Sobre Ilich Ramírez Sánchez
Por Leôncio de Aguiar Vasconcellos Filho | 17/07/2024 | HistóriaA bipolaridade ideológica que marcou o século XX foi algo, realmente, semelhante a um dos próprios sistemas que se pretendia fazer dominar: totalitária, eis que, para a sobrevivência do mesmo, necessária era a conversão total dos dispostos a materializá-lo. E um daqueles foi, e ainda é (apesar de cumprindo estar sentença de prisão perpétua na França) o revolucionário e mercenário venezuelano de extrema esquerda Ilich Ramírez Sánchez.
Filho de um advogado marxista (que pôs nos dois irmãos de Ilich os prenomes Vladimir e Lênin), Ilich seguiu desde muito cedo sua vocação para a luta armada. Em 1970, por exemplo, quando estudava na Universidade Patrice Lubumba, em Moscou, foi expulso por incitar a desordem, tendo, provavelmente lá, se tornado fluente em russo.
Após a expulsão, se instalou no Oriente Médio, onde ingressou na Frente Popular para a Libertação da Palestina (FPLP), um dos braços principais da Organização para a Libertação da Palestina (OLP), participando de diferentes atos terroristas contra pessoas e alvos sionistas, a exemplo do atentado contra a vida de um corporativo judeu, que foi frustrado por falha da arma no momento do pretendido tiro.
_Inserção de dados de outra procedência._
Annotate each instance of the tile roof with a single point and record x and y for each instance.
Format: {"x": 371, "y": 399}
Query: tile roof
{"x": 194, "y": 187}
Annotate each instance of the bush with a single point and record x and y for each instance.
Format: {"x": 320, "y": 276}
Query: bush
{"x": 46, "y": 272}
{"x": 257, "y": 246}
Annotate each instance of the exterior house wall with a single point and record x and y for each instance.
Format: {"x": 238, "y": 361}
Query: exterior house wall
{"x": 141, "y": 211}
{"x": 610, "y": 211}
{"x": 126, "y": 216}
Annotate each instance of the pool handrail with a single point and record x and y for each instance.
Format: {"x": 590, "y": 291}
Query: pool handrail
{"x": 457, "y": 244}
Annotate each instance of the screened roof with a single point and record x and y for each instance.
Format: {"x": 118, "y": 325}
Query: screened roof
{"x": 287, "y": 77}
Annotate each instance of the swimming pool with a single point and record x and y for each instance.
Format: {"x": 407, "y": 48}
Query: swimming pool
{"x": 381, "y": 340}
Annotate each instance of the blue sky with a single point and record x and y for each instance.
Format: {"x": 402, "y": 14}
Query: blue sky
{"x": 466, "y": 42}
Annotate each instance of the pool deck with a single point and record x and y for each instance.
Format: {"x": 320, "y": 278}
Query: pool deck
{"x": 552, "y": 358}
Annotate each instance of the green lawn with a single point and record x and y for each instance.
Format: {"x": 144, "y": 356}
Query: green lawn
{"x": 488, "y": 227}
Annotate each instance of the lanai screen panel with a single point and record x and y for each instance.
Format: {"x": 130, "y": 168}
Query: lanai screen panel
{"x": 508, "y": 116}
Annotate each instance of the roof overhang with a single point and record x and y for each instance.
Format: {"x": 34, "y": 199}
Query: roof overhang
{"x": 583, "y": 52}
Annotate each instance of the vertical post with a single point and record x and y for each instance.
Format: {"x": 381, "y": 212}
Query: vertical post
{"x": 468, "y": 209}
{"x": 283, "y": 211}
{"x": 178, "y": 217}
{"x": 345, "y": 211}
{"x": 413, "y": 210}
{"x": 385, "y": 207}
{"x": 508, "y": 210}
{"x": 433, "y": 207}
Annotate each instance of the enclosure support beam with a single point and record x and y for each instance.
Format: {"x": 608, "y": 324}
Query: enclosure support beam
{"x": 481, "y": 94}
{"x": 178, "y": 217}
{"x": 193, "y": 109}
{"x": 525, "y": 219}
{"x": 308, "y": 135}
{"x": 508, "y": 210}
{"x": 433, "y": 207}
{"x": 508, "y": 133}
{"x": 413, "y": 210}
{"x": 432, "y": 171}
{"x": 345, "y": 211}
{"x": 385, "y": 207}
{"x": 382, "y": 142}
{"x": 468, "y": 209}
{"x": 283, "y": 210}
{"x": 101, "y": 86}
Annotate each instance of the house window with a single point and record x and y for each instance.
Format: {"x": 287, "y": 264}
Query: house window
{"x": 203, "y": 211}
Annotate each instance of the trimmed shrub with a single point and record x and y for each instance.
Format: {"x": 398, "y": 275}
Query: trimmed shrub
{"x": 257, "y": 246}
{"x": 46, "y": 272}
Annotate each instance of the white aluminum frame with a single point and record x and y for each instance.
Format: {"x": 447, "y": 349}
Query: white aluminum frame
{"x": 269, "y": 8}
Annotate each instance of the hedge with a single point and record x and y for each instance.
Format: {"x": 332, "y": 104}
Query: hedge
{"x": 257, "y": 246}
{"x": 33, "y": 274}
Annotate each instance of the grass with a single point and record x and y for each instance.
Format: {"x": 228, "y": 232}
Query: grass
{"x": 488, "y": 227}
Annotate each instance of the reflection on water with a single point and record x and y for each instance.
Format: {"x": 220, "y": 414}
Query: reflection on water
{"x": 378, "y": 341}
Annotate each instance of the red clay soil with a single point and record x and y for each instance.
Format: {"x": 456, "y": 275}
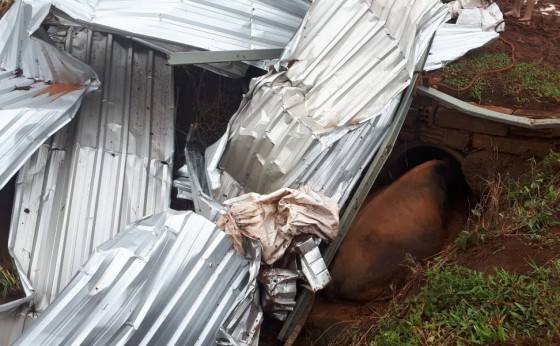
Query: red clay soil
{"x": 537, "y": 41}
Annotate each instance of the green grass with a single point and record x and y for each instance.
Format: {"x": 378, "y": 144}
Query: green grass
{"x": 458, "y": 74}
{"x": 540, "y": 82}
{"x": 460, "y": 306}
{"x": 9, "y": 282}
{"x": 539, "y": 79}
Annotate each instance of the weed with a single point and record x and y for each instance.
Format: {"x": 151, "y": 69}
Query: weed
{"x": 542, "y": 81}
{"x": 9, "y": 282}
{"x": 534, "y": 200}
{"x": 460, "y": 73}
{"x": 526, "y": 82}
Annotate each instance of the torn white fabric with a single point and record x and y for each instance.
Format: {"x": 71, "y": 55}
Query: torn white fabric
{"x": 452, "y": 41}
{"x": 275, "y": 219}
{"x": 478, "y": 13}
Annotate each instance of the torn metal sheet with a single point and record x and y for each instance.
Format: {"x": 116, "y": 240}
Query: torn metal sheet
{"x": 182, "y": 183}
{"x": 41, "y": 87}
{"x": 169, "y": 279}
{"x": 110, "y": 166}
{"x": 205, "y": 25}
{"x": 230, "y": 69}
{"x": 275, "y": 219}
{"x": 341, "y": 79}
{"x": 312, "y": 264}
{"x": 452, "y": 41}
{"x": 280, "y": 290}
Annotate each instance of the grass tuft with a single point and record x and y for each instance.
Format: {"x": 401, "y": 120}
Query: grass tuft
{"x": 527, "y": 80}
{"x": 460, "y": 306}
{"x": 9, "y": 282}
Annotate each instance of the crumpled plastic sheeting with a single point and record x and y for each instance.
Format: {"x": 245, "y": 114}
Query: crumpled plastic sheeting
{"x": 275, "y": 219}
{"x": 452, "y": 41}
{"x": 169, "y": 279}
{"x": 478, "y": 13}
{"x": 41, "y": 87}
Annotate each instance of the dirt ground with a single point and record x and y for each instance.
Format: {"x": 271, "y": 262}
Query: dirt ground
{"x": 537, "y": 41}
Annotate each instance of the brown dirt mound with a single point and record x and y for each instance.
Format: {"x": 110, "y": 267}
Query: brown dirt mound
{"x": 537, "y": 41}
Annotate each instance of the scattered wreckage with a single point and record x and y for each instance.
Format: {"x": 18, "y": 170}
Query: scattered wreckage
{"x": 87, "y": 117}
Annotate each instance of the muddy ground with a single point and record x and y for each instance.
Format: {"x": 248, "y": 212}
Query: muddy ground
{"x": 537, "y": 41}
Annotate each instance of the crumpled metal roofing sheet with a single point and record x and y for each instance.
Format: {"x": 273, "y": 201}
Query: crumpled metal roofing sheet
{"x": 452, "y": 41}
{"x": 169, "y": 279}
{"x": 40, "y": 87}
{"x": 348, "y": 64}
{"x": 205, "y": 24}
{"x": 110, "y": 166}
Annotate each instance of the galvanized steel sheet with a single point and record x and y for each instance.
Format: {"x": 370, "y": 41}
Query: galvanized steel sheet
{"x": 110, "y": 166}
{"x": 169, "y": 279}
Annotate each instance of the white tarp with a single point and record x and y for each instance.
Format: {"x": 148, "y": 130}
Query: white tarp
{"x": 275, "y": 219}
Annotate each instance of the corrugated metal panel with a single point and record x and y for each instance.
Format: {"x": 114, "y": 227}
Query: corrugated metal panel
{"x": 169, "y": 279}
{"x": 110, "y": 166}
{"x": 348, "y": 64}
{"x": 204, "y": 24}
{"x": 31, "y": 107}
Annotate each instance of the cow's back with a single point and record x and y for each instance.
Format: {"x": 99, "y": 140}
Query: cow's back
{"x": 405, "y": 218}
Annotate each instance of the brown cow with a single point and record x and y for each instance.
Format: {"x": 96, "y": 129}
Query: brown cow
{"x": 405, "y": 218}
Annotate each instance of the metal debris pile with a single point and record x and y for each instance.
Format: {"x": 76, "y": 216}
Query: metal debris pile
{"x": 87, "y": 122}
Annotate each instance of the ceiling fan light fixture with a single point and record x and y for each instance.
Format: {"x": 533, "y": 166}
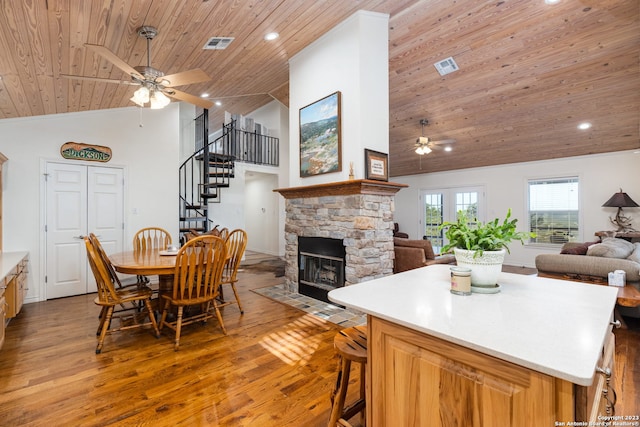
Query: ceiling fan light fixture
{"x": 158, "y": 100}
{"x": 140, "y": 96}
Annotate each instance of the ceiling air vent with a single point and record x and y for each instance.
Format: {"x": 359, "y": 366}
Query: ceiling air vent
{"x": 218, "y": 43}
{"x": 446, "y": 66}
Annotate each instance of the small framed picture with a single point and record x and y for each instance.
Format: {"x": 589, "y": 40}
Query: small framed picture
{"x": 376, "y": 165}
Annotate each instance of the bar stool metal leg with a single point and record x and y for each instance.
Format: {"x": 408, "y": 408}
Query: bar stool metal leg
{"x": 351, "y": 346}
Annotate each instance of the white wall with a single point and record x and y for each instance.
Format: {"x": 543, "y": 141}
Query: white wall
{"x": 352, "y": 58}
{"x": 148, "y": 153}
{"x": 600, "y": 176}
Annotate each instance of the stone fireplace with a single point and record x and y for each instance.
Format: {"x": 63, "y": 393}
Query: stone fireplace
{"x": 357, "y": 212}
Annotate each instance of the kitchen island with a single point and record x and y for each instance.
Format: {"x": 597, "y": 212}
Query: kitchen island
{"x": 526, "y": 356}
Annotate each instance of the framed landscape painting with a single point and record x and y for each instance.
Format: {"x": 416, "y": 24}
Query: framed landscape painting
{"x": 320, "y": 144}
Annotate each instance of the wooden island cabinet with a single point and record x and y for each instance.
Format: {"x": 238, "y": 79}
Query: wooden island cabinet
{"x": 540, "y": 352}
{"x": 13, "y": 286}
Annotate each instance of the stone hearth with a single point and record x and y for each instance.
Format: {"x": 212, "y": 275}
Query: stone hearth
{"x": 359, "y": 212}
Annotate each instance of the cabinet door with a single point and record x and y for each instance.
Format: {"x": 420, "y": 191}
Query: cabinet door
{"x": 603, "y": 393}
{"x": 11, "y": 294}
{"x": 419, "y": 380}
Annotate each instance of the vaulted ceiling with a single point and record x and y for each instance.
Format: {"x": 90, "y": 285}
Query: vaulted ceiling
{"x": 529, "y": 72}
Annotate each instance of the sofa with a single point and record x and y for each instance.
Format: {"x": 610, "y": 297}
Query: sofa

Até então, Ilich havia permanecido relativamente desconhecido dos serviços de inteligência ocidentais, não obstante seu talento de centralizar, na sua própria pessoa, a execução de todas as ações militares, dando aos demais papéis de meros coadjuvantes, e de, além do espanhol nato, do russo e do árabe, também ser fluente em inglês e francês.
A ação terrorista que mais lhe rendeu fama foi, em 1975, o sequestro, em Viena e na sede da Organização dos Países Exportadores de Petróleo (OPEP, o cartel internacional fundado por Venezuela, Iraque, Kuwait, Arábia Saudita e Irã) de onze dos ministros dos países membros, que se encontravam presentes. O ato custou as vidas de três pessoas, passando Ilich a atuar de modo mais exibido e a ser o protagonista de vários outros atentados, como o perpetrado contra aviões no Aeroporto de Orly, em Paris, além de haver estabelecido como neutralizáveis diversos alvos sionistas na França e no Reino Unido, numa onda de ataques em que dezenas de pessoas viriam a falecer. Foi em uma das perseguições realizadas pela polícia francesa que, em um quarto de hotel de que acabara de escapar, foi encontrado o livro O Dia do Chacal, de Frederick Forsyth (por sinal, um grande romancista, razão pela qual indico, aos que se interessarem, a leitura do clássico O Dossiê Odessa, em que narra a pretendida e suposta fuga de criminosos de guerra nazistas para a Argentina), que serviu para lhe alcunharem "Carlos, o Chacal".
O Chacal sempre conseguia se evadir dos serviços de inteligência ocidentais, bem como do Mossad, de Israel, e por isso, no começo da década de 1980, era considerado o homem mais procurado do mundo, em especial após o atentado não consumado ao transporte em que estava o então Primeiro-Ministro e futuro Presidente da República Francesa, Jacques Chirac. Naquela época, já havia iniciado seu romance com Magdalena Kopp, terrorista alemã-ocidental do grupo Fração do Exército Vermelho, também conhecido como Baader-Meinhof (Magdalena, inclusive, escreveu um livro sobre seus anos ao lado do Chacal). Como se pode perceber, ele só militava em favor da esquerda e dos não-alinhados, de modo informal ou para vários de seus regimes, como os de Muammar Kadafi, Saddam Hussein, Hafez Al-Assad e outros. Por isso, recuso-lhe o rótulo de "mercenário comum". Era um mercenário, ao menos, coerente.
No final da década de 1980, o Chacal não encontrava, mais, facilidades de ofertas, em parte devido à Queda do Muro de Berlim e do Bloco Socialista Europeu Oriental, com o consequente contágio das oportunidades que lhes eram comumente facilitadas. Assim, buscou refúgio no Sudão, onde foi capturado pelo serviço de inteligência francês após tencionar uma cirurgia nos testículos, num procedimento que lhe tornou inconsciente, servindo para levá-lo à França, onde até hoje cumpre várias penas de prisão perpétua.
Nos últimos anos de sua Presidência, Hugo Chávez exigiu da França a deportação do Chacal, para que pudesse cumprir suas penas em solo venezuelano (ou, talvez, ser libertado).